DataDrivenDiffEq.jl for estimating DAE system of equations from data

I have been experimenting DataDrivenDiffEq.jl for retrieval of system of differential equations from a dataset( where data is generated by solving that differential equation system). But unlike ODESystem, I find it cumbersome to estimate DAESystem of equations from underlying data.

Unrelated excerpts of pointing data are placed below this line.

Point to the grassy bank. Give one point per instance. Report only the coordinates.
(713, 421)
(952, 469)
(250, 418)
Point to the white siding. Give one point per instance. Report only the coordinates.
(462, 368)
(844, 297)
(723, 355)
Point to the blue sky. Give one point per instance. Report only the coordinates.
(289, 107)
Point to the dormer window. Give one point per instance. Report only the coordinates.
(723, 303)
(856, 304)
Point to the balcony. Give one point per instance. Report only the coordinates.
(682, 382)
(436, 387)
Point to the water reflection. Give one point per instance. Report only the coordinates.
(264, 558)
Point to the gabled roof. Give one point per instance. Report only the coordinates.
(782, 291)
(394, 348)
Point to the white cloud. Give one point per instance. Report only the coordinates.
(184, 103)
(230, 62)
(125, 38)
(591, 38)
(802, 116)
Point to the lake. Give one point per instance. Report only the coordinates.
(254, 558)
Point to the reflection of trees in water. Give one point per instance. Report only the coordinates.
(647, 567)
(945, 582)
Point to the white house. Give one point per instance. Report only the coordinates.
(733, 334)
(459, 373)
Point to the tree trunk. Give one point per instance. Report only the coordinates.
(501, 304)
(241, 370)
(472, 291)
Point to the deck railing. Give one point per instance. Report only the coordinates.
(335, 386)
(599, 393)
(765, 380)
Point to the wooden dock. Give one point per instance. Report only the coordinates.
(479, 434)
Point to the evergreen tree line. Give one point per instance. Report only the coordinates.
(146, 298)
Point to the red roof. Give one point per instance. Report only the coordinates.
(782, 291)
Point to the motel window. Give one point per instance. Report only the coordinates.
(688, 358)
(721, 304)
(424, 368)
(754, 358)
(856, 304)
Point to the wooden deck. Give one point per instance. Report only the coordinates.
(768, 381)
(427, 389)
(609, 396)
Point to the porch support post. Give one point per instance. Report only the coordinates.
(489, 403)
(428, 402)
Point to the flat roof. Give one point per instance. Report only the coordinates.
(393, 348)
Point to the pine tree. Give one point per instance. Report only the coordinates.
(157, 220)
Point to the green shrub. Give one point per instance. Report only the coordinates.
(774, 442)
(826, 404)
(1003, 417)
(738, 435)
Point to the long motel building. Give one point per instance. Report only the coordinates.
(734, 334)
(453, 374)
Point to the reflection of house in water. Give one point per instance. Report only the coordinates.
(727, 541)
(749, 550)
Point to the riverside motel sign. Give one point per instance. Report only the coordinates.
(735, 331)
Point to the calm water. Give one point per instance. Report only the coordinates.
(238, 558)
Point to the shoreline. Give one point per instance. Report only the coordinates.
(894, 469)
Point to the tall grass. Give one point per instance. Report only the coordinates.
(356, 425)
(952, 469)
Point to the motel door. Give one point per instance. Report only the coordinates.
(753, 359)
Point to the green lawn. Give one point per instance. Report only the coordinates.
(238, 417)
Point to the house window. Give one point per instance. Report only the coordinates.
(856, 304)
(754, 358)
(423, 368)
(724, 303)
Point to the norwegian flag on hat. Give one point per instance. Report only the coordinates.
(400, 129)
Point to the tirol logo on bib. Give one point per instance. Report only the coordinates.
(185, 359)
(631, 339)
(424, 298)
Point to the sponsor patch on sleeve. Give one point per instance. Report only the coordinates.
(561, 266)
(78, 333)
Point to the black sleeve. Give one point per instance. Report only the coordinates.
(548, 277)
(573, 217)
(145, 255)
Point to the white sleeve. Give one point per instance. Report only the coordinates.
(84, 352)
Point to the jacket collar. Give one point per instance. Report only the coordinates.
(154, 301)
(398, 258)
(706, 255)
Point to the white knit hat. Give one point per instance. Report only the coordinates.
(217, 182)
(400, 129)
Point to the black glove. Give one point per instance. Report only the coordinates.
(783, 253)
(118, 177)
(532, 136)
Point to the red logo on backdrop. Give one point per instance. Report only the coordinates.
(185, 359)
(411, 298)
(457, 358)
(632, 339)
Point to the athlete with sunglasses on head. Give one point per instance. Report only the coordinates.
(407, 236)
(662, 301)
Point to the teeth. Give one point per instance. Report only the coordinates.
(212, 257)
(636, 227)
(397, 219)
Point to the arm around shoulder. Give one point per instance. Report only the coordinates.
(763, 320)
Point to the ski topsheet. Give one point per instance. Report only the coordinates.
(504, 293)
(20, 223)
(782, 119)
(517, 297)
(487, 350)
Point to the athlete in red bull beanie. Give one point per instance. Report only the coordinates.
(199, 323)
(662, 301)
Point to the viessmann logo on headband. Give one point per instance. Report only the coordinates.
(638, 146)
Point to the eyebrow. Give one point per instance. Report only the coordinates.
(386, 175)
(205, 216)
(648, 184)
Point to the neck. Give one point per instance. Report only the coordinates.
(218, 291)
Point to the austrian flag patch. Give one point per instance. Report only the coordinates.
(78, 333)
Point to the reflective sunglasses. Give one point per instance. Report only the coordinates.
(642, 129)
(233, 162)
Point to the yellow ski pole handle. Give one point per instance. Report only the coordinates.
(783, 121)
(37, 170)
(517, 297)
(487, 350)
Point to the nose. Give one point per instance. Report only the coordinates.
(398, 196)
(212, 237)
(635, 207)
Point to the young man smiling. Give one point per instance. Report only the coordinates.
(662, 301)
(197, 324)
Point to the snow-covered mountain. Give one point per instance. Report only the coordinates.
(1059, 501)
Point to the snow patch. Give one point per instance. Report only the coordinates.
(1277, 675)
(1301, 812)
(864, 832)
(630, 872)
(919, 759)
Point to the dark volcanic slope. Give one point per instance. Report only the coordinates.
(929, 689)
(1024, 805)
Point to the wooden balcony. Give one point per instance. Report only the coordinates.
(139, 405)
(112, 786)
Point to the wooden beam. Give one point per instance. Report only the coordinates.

I have a simple classical case of index 1 DAE - Roberts Equation , whose solution data is used to retrieve corresponding DAESystem, which gives wrong estimates . Here is the code for the same.

using DataDrivenDiffEq
using ModelingToolkit
using OrdinaryDiffEq
using LinearAlgebra , DifferentialEquations

function f(du, u, p, t)
    du[1] = -p[1]*u[1] + p[2]*u[2]*u[3]
    du[2] = p[1]*u[1] - p[2]*u[2]*u[3] - p[3]*u[2]*u[2]
    du[3] = u[1] + u[2] + u[3] - 1.
M = [1 0 0; 0 1 0; 0 0 0.]
p = [0.04, 10^4, 3e7]
u0 = [1.,0.,0.]
tspan = (0., 1e6)
prob = ODEProblem(ODEFunction(f, mass_matrix = M), u0, tspan, p)
sol1 = solve(prob,saveat=10.0, Rodas5())

ddprob = ContinuousDataDrivenProblem(sol1)
@variables t x(t) y(t) 
u = [x;y]

basis = Basis(polynomial_basis(u,3), u, iv = t)
opt = STLSQ()
ddsol = solve(ddprob,DMDSVD(), normalize = true)
print(ddsol, Val{true})

Is there a way to retreive original DAESystem providing appropriate basis in this case?
Thanking in advanceā€¦

Did you try the implicit SINDy? The mass matrix form will be much more stable.